Wycombe District Council has been accused of “negligence on a grand scale” for selling off its housing stock to Red Kite for “just a few per cent of its value” – amid concerns that a flagship redevelopment plan has still not been completed, seven years after it was first discussed.

The district council sold off all its council housing stock to Red Kite Community Housing in 2011 – but their actions came under fire again at a full council meeting on December 10 from a member of public.

Addressing the council’s housing chief, Cllr Julia Langley, Downley resident Patrick Crotty asked what the council will do now that Red Kite is planning to sell some their assets through subsidiary companies, Pennvale and Twenty 11 – without having created the “overdue” Castlefield Star Block redevelopment.

The empty star blocks were first mooted for development in 2011 – and Red Kite plans to create 184 new homes on the site, but no work has yet started.

Cllr Langley said Red Kite is in the process of developing proposals to finally put forward a planning application for the site.

She added that the “extremely complex” transfer process was driven by strict government rules – and said they had “little to do with it”.

She said: “The two subsidiary companies you refer to are wholly owned by Red Kite, there are no shareholders who can take money out.

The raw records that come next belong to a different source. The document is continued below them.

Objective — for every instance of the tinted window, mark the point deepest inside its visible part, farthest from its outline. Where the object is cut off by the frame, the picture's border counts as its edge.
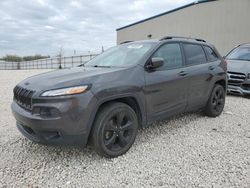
(242, 53)
(194, 54)
(171, 53)
(212, 56)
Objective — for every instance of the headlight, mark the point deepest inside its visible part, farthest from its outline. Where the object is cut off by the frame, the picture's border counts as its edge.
(65, 91)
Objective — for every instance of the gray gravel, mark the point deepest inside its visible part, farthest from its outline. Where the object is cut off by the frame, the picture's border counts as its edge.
(187, 151)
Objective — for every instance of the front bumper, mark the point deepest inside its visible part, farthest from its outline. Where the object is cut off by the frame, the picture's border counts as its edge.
(70, 126)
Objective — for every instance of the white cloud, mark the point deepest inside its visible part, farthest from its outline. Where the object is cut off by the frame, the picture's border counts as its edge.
(43, 26)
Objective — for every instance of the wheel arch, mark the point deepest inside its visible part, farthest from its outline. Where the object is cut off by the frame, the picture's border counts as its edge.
(222, 82)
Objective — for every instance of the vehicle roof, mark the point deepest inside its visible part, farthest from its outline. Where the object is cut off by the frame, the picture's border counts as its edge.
(244, 45)
(168, 39)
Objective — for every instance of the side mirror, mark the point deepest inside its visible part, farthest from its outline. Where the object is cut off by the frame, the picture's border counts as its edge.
(155, 62)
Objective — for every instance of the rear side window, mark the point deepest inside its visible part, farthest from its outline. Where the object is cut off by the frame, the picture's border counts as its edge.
(171, 53)
(211, 55)
(194, 54)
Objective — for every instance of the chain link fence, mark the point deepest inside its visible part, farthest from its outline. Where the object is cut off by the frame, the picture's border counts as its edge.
(49, 63)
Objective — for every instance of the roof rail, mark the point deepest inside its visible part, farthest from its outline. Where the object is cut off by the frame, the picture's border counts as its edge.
(177, 37)
(126, 42)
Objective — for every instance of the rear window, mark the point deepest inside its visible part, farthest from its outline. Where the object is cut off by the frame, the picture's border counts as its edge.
(194, 54)
(211, 55)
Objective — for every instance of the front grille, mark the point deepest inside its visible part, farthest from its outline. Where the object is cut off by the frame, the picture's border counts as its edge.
(236, 78)
(23, 97)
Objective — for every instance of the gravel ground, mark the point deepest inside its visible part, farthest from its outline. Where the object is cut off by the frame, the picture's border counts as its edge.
(187, 151)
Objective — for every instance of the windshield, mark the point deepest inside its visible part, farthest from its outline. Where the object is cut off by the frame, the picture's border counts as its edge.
(121, 56)
(242, 53)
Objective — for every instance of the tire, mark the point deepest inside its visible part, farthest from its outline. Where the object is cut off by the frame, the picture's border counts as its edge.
(114, 130)
(216, 101)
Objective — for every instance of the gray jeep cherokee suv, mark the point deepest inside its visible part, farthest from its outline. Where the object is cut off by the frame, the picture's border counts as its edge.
(106, 100)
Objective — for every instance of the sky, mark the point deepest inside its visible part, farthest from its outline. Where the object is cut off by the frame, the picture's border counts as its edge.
(29, 27)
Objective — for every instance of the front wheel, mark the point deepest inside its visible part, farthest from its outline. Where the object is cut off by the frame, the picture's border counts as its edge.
(216, 102)
(114, 130)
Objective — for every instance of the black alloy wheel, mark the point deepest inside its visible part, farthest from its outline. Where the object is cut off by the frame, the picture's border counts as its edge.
(216, 102)
(114, 130)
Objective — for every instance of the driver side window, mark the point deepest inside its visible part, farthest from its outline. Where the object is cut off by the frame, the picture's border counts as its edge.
(171, 53)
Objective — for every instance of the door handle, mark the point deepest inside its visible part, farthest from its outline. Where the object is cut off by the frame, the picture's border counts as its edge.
(183, 73)
(211, 67)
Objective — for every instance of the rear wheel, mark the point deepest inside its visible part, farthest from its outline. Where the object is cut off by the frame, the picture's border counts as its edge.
(216, 102)
(114, 130)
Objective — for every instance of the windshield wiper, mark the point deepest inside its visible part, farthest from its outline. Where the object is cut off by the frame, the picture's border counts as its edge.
(102, 66)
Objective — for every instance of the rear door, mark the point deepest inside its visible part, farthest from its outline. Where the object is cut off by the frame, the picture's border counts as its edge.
(166, 87)
(201, 73)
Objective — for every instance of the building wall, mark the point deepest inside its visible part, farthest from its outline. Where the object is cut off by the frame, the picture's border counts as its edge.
(224, 23)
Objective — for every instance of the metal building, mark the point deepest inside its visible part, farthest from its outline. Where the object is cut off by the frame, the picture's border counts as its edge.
(224, 23)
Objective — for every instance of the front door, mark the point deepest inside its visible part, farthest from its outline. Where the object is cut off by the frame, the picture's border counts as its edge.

“Red Kite and Twenty 11 are both charitable purpose organisations, any surpluses generated has to be reinvested.

“They are a tax efficient means of ensuring any surplus generated can be returned to one of the charitable companies to use for its charitable purposes.

“Here at Wycombe District Council, members and officers are working with Red Kite with regard to their Twenty 11 pilot scheme and look forward to discussing the independent review of this pilot scheme with them in due course.

“The Castlefield Star Blocks scheme is a large project and not without risks. It is an ambitious scheme. Replacing 97 homes with 184 brand new ones is their biggest development scheme so far.”

Mr Crotty said that irrespective of the Star Block development, the 2011 deal leaves the district “poorer by hundreds of millions of pounds” and while it was a legal arrangement, said that the council had “behaved negligently on a grand scale”.

Cllr Langley did not appear to deny the claims, instead saying: “I think it is important to make it clear that since the transfer Wycombe District Council are not involved in the day to day business of Red Kite.

“Regular meetings take place with Red Kite which include the deputy leader Dominic Barnes, the cabinet member for planning David Johncock, myself and senior officers.”

Trevor Morrow, chief executive at Red Kite, said: “We can’t answer for the council, but we can say that voting for the transfer resulted in tenants receiving millions of pounds of investment in their homes to bring them up to, and keep them to, a modern standard.

“This is something the council could not have done owing to constraints on borrowing.

“Putting the decision to a vote of tenants and then seeing a majority decision though is in our view democratic, not negligent.

“We have an ambitious development programme to build 375 homes by 2023, providing a range of different tenure types of homes that meet people’s individual affordability.

“Homes that we build to sell will help subsidise homes for social and flexible rent - in that way, not only are we helping the whole community, but we are still able to build truly affordable homes for those that need them.”

He also confirmed that Red Kite will submit a planning application for the Star Blocks site before the end of the year – with work set to get underway in late 2019.

Mr Morrow added: “To deliver this scheme we require subsidy from other projects. If we were a commercial developer this scheme would not proceed as it makes a loss on the high volume of affordable homes.”